Bell, İngilizler ‘in Irak`ı işgalinde ve yerel halkın onlarla birlik olmasında kilit rol oynadı.
1915`in Kasım ayında Gertrude Bell,
İngiliz İstihbaratına katıldı.
Ortadoğu bölümünde çalışmaya başlayan Bell için en büyük mutluluk nihayet uzun zamandır hayalini kurduğu Ortadoğu’ya geri dönecek olmasıydı.
Londra’dan kalkan gemiyle Kahire`ye geldi.
Teşkilatta artık “Queen of Desert (Çöl Kraliçesi)” olarak tanınıyordu.
Orada 1911 yılında Karakeş`te bir kaç gün bir araya geldiği genç bir arkeologla tanıştı.
T.E Lawrence adındaki genç arkeolog,
Daha sonraları Arabistanlı Lawrence olarak anılacak
Ve Ortadoğu’daki tüm dengelerini Osmanlı aleyhine bozacaktı.
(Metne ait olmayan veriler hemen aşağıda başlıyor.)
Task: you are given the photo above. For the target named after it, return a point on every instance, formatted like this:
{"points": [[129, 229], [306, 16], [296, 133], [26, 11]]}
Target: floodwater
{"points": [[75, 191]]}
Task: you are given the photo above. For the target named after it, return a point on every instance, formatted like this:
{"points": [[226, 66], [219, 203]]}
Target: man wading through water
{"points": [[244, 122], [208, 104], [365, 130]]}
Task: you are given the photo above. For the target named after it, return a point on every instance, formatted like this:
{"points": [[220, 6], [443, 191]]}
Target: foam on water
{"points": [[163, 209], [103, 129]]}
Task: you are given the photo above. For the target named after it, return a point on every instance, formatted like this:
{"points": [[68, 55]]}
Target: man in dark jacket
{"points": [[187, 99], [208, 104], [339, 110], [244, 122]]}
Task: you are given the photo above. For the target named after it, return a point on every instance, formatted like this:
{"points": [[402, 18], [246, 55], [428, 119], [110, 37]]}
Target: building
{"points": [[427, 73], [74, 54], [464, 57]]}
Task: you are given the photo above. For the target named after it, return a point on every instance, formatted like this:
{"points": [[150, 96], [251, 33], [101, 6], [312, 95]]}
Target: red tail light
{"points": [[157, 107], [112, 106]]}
Irak’ın işgalinde başroldeydi Bell,
Kahire`de bir ofiste tüm gün çalışıyordu.
Bölgeyi o kadar iyi tanıyordu ki,
Çizdiği haritalar,
Merkeze gönderdiği istihbarat bilgileri İngilizler Irak’ı işgal ederken kilit rol oynadı.
İşgal, Bell`in çizdiği haritalara ve su kuyularını tek tek gösterdiği planlara bakarak gerçekleştirildi.
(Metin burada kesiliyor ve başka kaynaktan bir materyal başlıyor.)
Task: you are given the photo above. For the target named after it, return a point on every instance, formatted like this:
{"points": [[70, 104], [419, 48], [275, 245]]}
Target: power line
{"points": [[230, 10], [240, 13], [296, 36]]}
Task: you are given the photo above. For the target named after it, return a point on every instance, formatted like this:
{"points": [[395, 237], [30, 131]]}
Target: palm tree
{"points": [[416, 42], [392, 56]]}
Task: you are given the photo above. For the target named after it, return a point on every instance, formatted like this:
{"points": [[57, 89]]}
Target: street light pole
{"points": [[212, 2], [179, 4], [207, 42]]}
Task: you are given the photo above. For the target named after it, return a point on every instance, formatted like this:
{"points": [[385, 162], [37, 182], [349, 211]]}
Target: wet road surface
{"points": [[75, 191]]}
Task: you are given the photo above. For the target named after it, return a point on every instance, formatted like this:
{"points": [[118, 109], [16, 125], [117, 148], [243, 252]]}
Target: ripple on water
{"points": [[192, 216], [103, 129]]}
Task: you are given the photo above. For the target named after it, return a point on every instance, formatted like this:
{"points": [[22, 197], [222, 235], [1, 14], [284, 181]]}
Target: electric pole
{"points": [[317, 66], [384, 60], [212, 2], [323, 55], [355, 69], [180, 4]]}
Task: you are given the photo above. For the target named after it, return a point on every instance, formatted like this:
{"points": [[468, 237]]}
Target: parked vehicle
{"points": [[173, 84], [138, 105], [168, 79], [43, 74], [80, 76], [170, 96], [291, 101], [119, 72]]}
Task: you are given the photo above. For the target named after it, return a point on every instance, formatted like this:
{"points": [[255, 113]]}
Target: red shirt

İngilizler ‘in Basra`yı işgalinden sonra Bell,
Orada bir ofise yerleşti.
1917`de de Bağdat İngilizlerin eline düşünce,
İngiliz İstihbaratının Ortadoğu sorumlusu oldu.
Savaş sona erdiğinde,
Bell`in İngiltere için önemi daha da arttı.
Yeni Irak`ın sınırlarının çizilmesinde en büyük söz sahibi ol oldu.
Çoğu günler kendini odasına kapatıp,
Haritaların başında saatler geçiriyordu.
1919`da Paris`te düzenlenen konferansta Bell`in ve birlikte çalıştığı Arabistanlı Lawrence`ın fikirleri dikkate alındı.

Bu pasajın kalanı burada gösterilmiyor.